PINOCCHIO:USI E COSTUMI



Non capita spesso, anzi è un caso unico che una mostra dei costumi di un film venga aperta in contemporanea all’uscita del film stesso. “Sapevamo che sarebbe stata vincente, bastava guardare qualche pezzo, l’arte della moda e l’arte del cinema si fondono e creano il sogno” ha detto il Presidente della Fondazione Museo del Tessuto di Prato Francesco Nicola Marini, durante la cerimonia di oggi. Quando Massimo Cantini Parrini ha consegnato il David di Donatello, assegnatogli per i costumi del film Pinocchio, diretto da Massimo Garrone, al Museo di Prato, dove appunto sono in mostra. Una grande emozione, forse più forte perché la notizia è arrivata a casa, in piena pandemia, è stato il commento del costumista. Fiorentino, chiamato l’archeologo della moda, Cantini Parrini ha una straordinaria passione per gli abiti d’epoca che colleziona fin da bambino. Pare ne abbia 4mila pezzi dal 1630 al 1990, da cui trae ispirazione. Non è nuovo ai riconoscimenti, prima di questo David ne ha ricevuto tre consecutivi nel 2016, 2017, e 2018 tra cui quello per il film Racconto dei racconti sempre di Matteo Garrone con cui ha collaborato anche per lo struggente Dogman. Ma per quanto sia l’unico italiano ad avere collezionato quattro David, ha ottenuto anche Nastri d’Argento, Ciak d’Oro e nel 2019 l’EFA, l’Oscar Europeo. Tra gli ultimi suoi lavori i costumi per Favolacce, il film in uscita dei fratelli D’Innocenzo, premiato a Berlino per la migliore sceneggiatura.

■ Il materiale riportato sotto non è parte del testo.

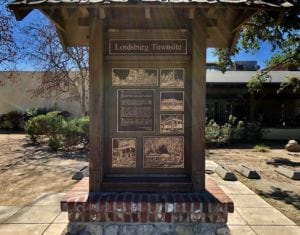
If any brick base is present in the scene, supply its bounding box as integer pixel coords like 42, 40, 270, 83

Come ha sottolineato Marini, i costumi pur attenendosi ai tempi del racconto e dando quindi credibilità ai personaggi sono costruiti con tecniche e lavorazioni  contemporanee, molto importanti per Prato, perché rivelano l’alto livello delle sue aziende. A questo proposito Simone Mangani,  Assessore alla Cultura del Comune di Prato, si è augurato che il legame tra cinema, moda e museo possa continuare. La preziosa statuetta sarà inserita nel percorso della mostra, poi alla sua chiusura il 25 ottobre, ritornerà, lo conferma il premiato, nella sua casa. Pinocchio nei costumi di Massimo Cantini Parrini aperta lo scorso dicembre è stata chiusa per il Covid-19 a marzo e ha riaperto il 19 maggio con tutte le sanificazioni e le misure di sicurezza del caso. Ha già registrato nei primi giorni oltre mille visitatori. Il biglietto d'ingresso è ridotto e costa 5 euro, mentre è gratis per bambini e ragazzi fino ai 18 anni.